Fats Waller was kidnapped in Chicago while leaving a performance in 1926.


Fats Waller was ordered inside the building and found a party taking place.


Fats Waller enjoyed success touring the United Kingdom and Ireland in the 1930s, appearing on one of the first BBC television broadcasts on September 30,1938.


Fats Waller appeared in several feature films and short subject films, most notably Stormy Weather in 1943, which was released July 21, just months before his death.


Fats Waller performed Bach organ pieces for small groups on occasion.


Fats Waller influenced many pre-bebop jazz pianists; Count Basie and Erroll Garner both revived his hit songs.


Between 1926 and the end of 1927, Fats Waller recorded a series of pipe organ solo records.


Fats Waller's Victor recording of "A Little Bit Independent", written by Joe Burke and Edgar Leslie, was No 1 on Your Hit Parade for two weeks in 1935.


Broadway producer Richard Kollmar's hiring of Fats Waller to create the 1943 musical Early to Bed was recalled in a 2016 essay about Fats Waller by John McWhorter.


Fats Waller was, after all, as much a comedian as a musician.


Fats Waller married Edith Hatch in 1920, with whom he had his first son, Thomas Fats Waller Jr.


Together, they had a son, Maurice Thomas Fats Waller, born on September 10,1927.
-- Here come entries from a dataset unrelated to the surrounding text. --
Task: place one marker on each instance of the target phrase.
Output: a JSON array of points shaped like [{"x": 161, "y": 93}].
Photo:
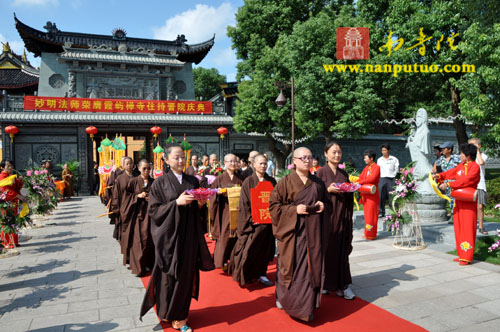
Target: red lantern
[
  {"x": 11, "y": 130},
  {"x": 91, "y": 131},
  {"x": 222, "y": 131},
  {"x": 155, "y": 131}
]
In 1938, Fats Waller was one of the first African Americans to purchase a home in the Addisleigh Park section of St Albans, Queens, a New York City community with racially restrictive covenants.


Fats Waller's final recording session was with an interracial group in Detroit, Michigan, that included white trumpeter Don Hirleman.
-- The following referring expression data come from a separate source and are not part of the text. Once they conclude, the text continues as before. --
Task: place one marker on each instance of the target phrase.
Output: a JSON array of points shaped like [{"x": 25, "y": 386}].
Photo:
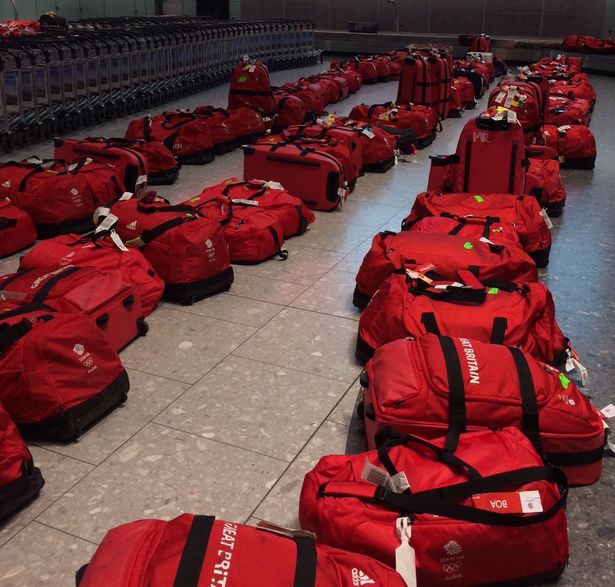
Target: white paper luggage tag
[
  {"x": 405, "y": 555},
  {"x": 573, "y": 362},
  {"x": 548, "y": 221}
]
Fats Waller was returning to New York City from Los Angeles, after the smash success of Stormy Weather, and a successful engagement at the Zanzibar Room in Santa Monica, California, during which he had fallen ill.


Recordings of Fats Waller were inducted into the Grammy Hall of Fame which is a special Grammy Award established in 1973 to honour recordings that are at least 25 years old and that have "qualitative or historical significance".


Fats Waller has been with me from the first, and he'll be with me as long as I live.